Artinya, kajian Nadirsyah, tampak sebagai kajian prematur yang terlalu menyederhanakan masalah, sehingga tak bisa dinilai sebagai tulisan yang memenuhi standar kajian ilmiah. Padahal untuk sampai pada kesimpulan besar, menyoal eksistensi Khilafah di akhir zaman terlebih untuk membahas ada tidaknya sistem Khilafah dalam Islam, maka dia harus menelusuri akhbar terkait akhir zaman, bukan hanya satu ayat saja. Dan tidak membatasi kajian sekedar kajian tafsir, melainkan harus menelusuri kitab-kitab ulama mu’tabar yang men-syarah hadits-hadits akhir zaman. Terlebih untuk sampai pada pembahasan ada tidaknya sistem baku Khilafah dalam Islam, maka ini membutuhkan perspektif kajian lebih luas, mencakup kajian ushul fikih, fikih, terutama fikih siyasah.
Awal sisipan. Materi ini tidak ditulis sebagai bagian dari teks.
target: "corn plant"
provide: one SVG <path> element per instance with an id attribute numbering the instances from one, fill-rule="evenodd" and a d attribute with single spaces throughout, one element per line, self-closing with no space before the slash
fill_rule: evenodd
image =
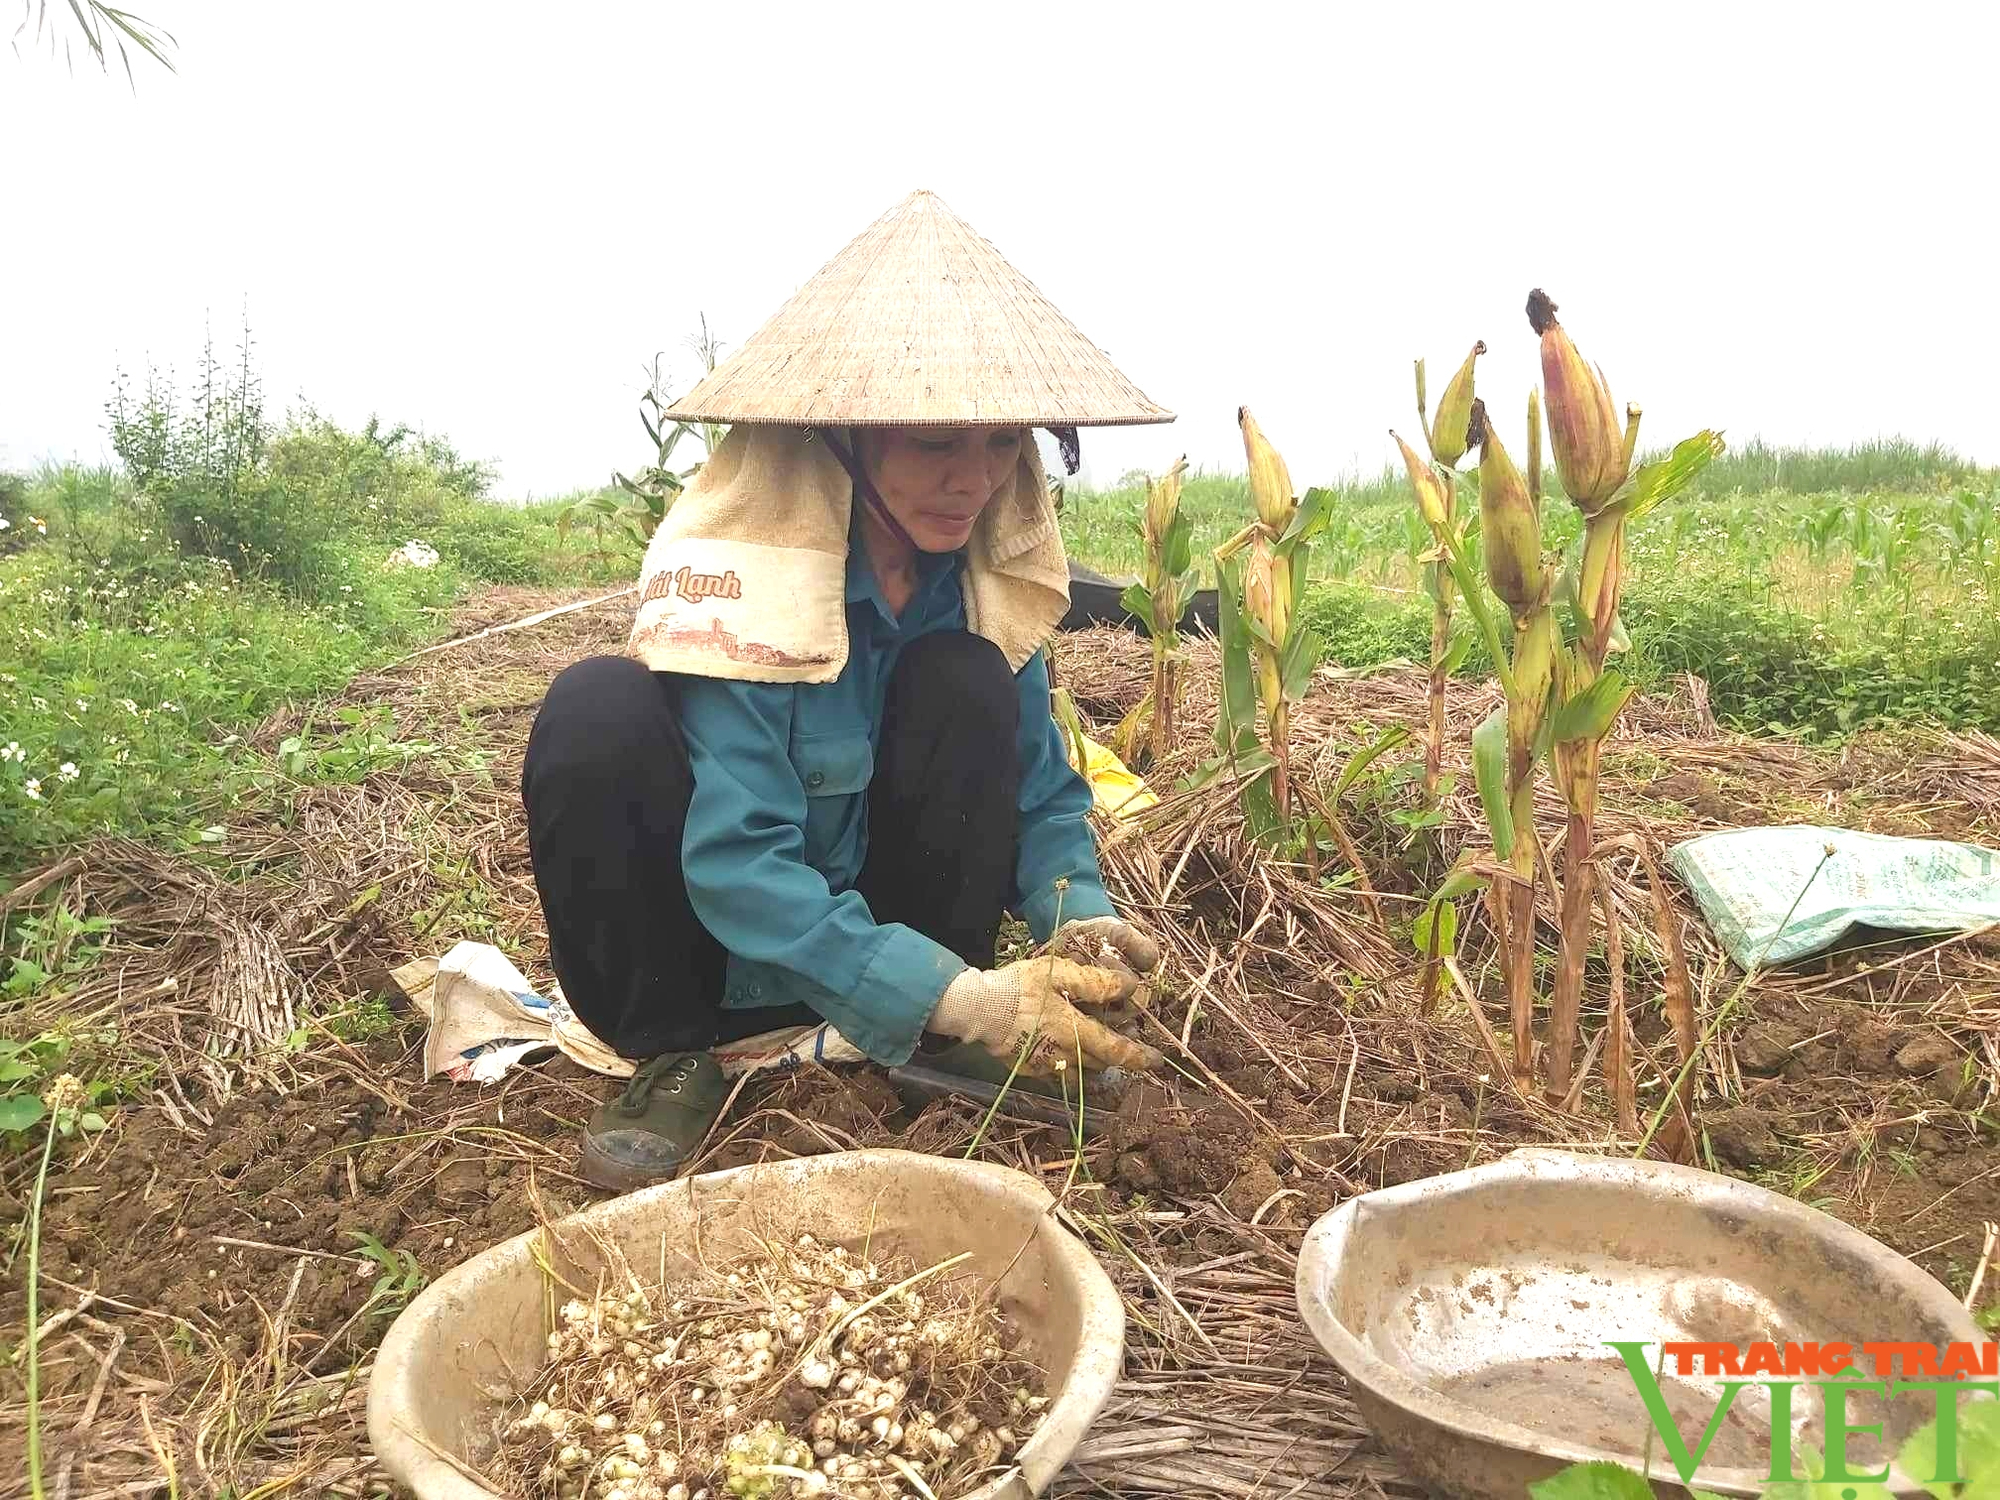
<path id="1" fill-rule="evenodd" d="M 1470 363 L 1468 360 L 1468 368 Z M 1469 379 L 1467 383 L 1470 384 Z M 1506 869 L 1490 899 L 1495 925 L 1499 928 L 1501 971 L 1513 1023 L 1514 1079 L 1523 1090 L 1533 1082 L 1534 1055 L 1535 879 L 1540 863 L 1534 819 L 1535 762 L 1555 650 L 1555 627 L 1549 613 L 1553 570 L 1542 556 L 1539 432 L 1539 416 L 1531 395 L 1529 477 L 1524 479 L 1493 432 L 1485 402 L 1476 398 L 1470 402 L 1467 435 L 1480 451 L 1479 535 L 1486 582 L 1507 607 L 1512 626 L 1504 644 L 1500 625 L 1486 605 L 1485 591 L 1473 566 L 1464 531 L 1451 508 L 1453 471 L 1446 468 L 1440 472 L 1436 462 L 1425 462 L 1402 438 L 1390 434 L 1402 450 L 1417 508 L 1430 523 L 1436 538 L 1438 565 L 1457 585 L 1467 613 L 1485 637 L 1506 700 L 1474 731 L 1472 754 L 1473 776 L 1492 834 L 1493 852 Z M 1460 872 L 1432 897 L 1424 926 L 1431 960 L 1425 970 L 1426 1006 L 1433 998 L 1435 961 L 1445 934 L 1456 928 L 1455 913 L 1447 918 L 1444 911 L 1469 884 Z"/>
<path id="2" fill-rule="evenodd" d="M 1549 446 L 1563 492 L 1583 516 L 1583 534 L 1560 571 L 1551 566 L 1541 534 L 1541 400 L 1528 397 L 1528 472 L 1515 468 L 1483 401 L 1473 402 L 1471 443 L 1480 450 L 1480 540 L 1486 583 L 1512 618 L 1512 649 L 1484 603 L 1468 549 L 1445 524 L 1447 478 L 1397 438 L 1419 507 L 1431 521 L 1438 549 L 1484 635 L 1505 703 L 1473 732 L 1473 774 L 1494 854 L 1504 863 L 1502 886 L 1489 892 L 1499 929 L 1502 965 L 1514 1030 L 1514 1076 L 1523 1089 L 1534 1076 L 1535 882 L 1543 860 L 1534 823 L 1535 777 L 1550 762 L 1568 817 L 1563 833 L 1563 880 L 1556 988 L 1550 1006 L 1550 1093 L 1566 1098 L 1583 995 L 1584 959 L 1596 903 L 1598 763 L 1605 739 L 1637 691 L 1607 659 L 1630 642 L 1619 619 L 1626 527 L 1692 484 L 1722 451 L 1703 431 L 1666 458 L 1633 466 L 1639 408 L 1626 409 L 1621 431 L 1602 372 L 1586 366 L 1541 291 L 1528 299 L 1530 326 L 1541 338 Z M 1391 434 L 1393 436 L 1393 434 Z M 1565 640 L 1553 606 L 1570 618 Z M 1433 898 L 1437 904 L 1471 888 L 1461 869 Z M 1614 1018 L 1622 1024 L 1622 1018 Z M 1610 1055 L 1616 1055 L 1616 1047 Z"/>
<path id="3" fill-rule="evenodd" d="M 1417 424 L 1423 429 L 1431 462 L 1444 470 L 1446 478 L 1442 515 L 1433 518 L 1424 514 L 1421 503 L 1424 496 L 1420 493 L 1418 516 L 1426 531 L 1442 526 L 1461 540 L 1464 528 L 1458 517 L 1458 461 L 1465 456 L 1474 435 L 1472 367 L 1485 352 L 1483 341 L 1472 346 L 1472 352 L 1465 356 L 1465 363 L 1458 367 L 1458 373 L 1445 386 L 1444 399 L 1438 403 L 1434 422 L 1425 411 L 1424 362 L 1417 361 Z M 1434 543 L 1426 549 L 1418 561 L 1423 568 L 1424 591 L 1431 596 L 1430 723 L 1424 737 L 1424 808 L 1429 811 L 1437 806 L 1439 784 L 1443 777 L 1445 686 L 1451 680 L 1451 674 L 1465 660 L 1472 638 L 1462 636 L 1456 646 L 1452 643 L 1452 605 L 1456 584 L 1451 576 L 1451 565 L 1445 561 L 1439 544 Z"/>
<path id="4" fill-rule="evenodd" d="M 1502 914 L 1503 972 L 1514 1029 L 1515 1078 L 1531 1085 L 1535 1012 L 1535 879 L 1541 842 L 1535 832 L 1535 766 L 1542 752 L 1554 680 L 1556 622 L 1549 608 L 1555 571 L 1542 552 L 1541 412 L 1528 395 L 1528 472 L 1508 457 L 1482 405 L 1479 449 L 1480 543 L 1487 583 L 1513 624 L 1505 703 L 1473 732 L 1473 777 L 1509 879 L 1495 908 Z"/>
<path id="5" fill-rule="evenodd" d="M 1572 639 L 1555 653 L 1556 707 L 1549 726 L 1551 764 L 1568 808 L 1561 947 L 1549 1015 L 1548 1084 L 1560 1097 L 1569 1092 L 1596 899 L 1598 763 L 1612 726 L 1637 692 L 1606 665 L 1629 645 L 1618 612 L 1625 531 L 1693 483 L 1722 452 L 1722 438 L 1704 430 L 1675 445 L 1666 458 L 1634 468 L 1639 408 L 1625 408 L 1621 433 L 1603 371 L 1584 363 L 1556 321 L 1555 303 L 1539 289 L 1528 298 L 1528 323 L 1541 339 L 1549 447 L 1563 492 L 1583 516 L 1583 535 L 1560 585 Z"/>
<path id="6" fill-rule="evenodd" d="M 700 359 L 702 367 L 713 374 L 716 359 L 722 346 L 708 331 L 708 320 L 702 320 L 701 332 L 688 340 L 688 346 Z M 616 470 L 611 482 L 625 492 L 625 498 L 613 495 L 591 495 L 563 507 L 556 516 L 556 534 L 567 537 L 573 526 L 587 525 L 596 534 L 598 549 L 604 548 L 604 534 L 610 530 L 621 536 L 630 536 L 641 549 L 652 540 L 653 532 L 666 519 L 667 511 L 680 497 L 687 483 L 701 471 L 702 463 L 713 457 L 721 446 L 726 428 L 714 422 L 674 422 L 666 420 L 666 408 L 672 397 L 668 381 L 660 373 L 660 357 L 653 356 L 647 367 L 646 392 L 639 398 L 639 421 L 646 429 L 646 437 L 653 445 L 653 461 L 641 469 L 635 477 L 628 478 Z M 673 466 L 674 450 L 681 440 L 699 431 L 703 448 L 702 459 L 686 468 Z"/>
<path id="7" fill-rule="evenodd" d="M 1146 547 L 1146 574 L 1120 597 L 1135 618 L 1145 622 L 1153 641 L 1153 681 L 1127 721 L 1122 747 L 1129 754 L 1139 725 L 1152 719 L 1154 764 L 1166 758 L 1174 741 L 1174 710 L 1180 698 L 1181 611 L 1194 594 L 1194 523 L 1181 511 L 1181 480 L 1187 457 L 1158 479 L 1146 482 L 1146 510 L 1138 531 Z"/>
<path id="8" fill-rule="evenodd" d="M 1305 696 L 1322 650 L 1319 637 L 1299 618 L 1299 607 L 1310 544 L 1326 527 L 1333 494 L 1314 488 L 1303 499 L 1294 496 L 1283 457 L 1247 406 L 1238 408 L 1236 421 L 1249 458 L 1257 519 L 1215 550 L 1222 635 L 1222 696 L 1215 719 L 1220 753 L 1192 784 L 1205 783 L 1224 767 L 1245 777 L 1241 795 L 1251 836 L 1290 843 L 1291 711 Z M 1316 861 L 1316 839 L 1308 848 Z"/>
Maka pada prinsipnya, narasi singkat berisi wahm Nadirsyah Hossen:
كل ما بني على باطل فهو باطل
“Segala hal yang dibangun di atas asas yang batil maka ia pun batil.”
Kaidah ini, disebutkan Prof. Dr. Muhammad Mushthafa al-Zuhaili dalam Al-Wajîz fî Ushûl al-Fiqh al-Islâmi (juz I, hlm. 264), dan Syaikh Abdul Muhsin bin Abdullah al-Zamil dalam Syarh al-Qawâ’id al-Sa’diyyah (hlm. 343).
Sebagai informasi saja, topik Bisyarah Tegaknya Kembali Khilafah di Akhir Zaman, sebenarnya telah kami uraikan –bi fadhliLlâhi Ta’âlâ- dalam dua buku ilmiah saya, dalam satu bab khusus; (1) Menggugah Nafsiyyah Dakwah Berjama’ah (2017) dan (2) Konsep Baku Khilafah Islamiyyah (2019). Di sini fokus kajian saya adalah mengkritisi tulisan singkat Nadirsyah dan menyajikan hujjah, tegaknya khilafah di akhir zaman, semuanya diulas secara ringkas padat, in sya Allah.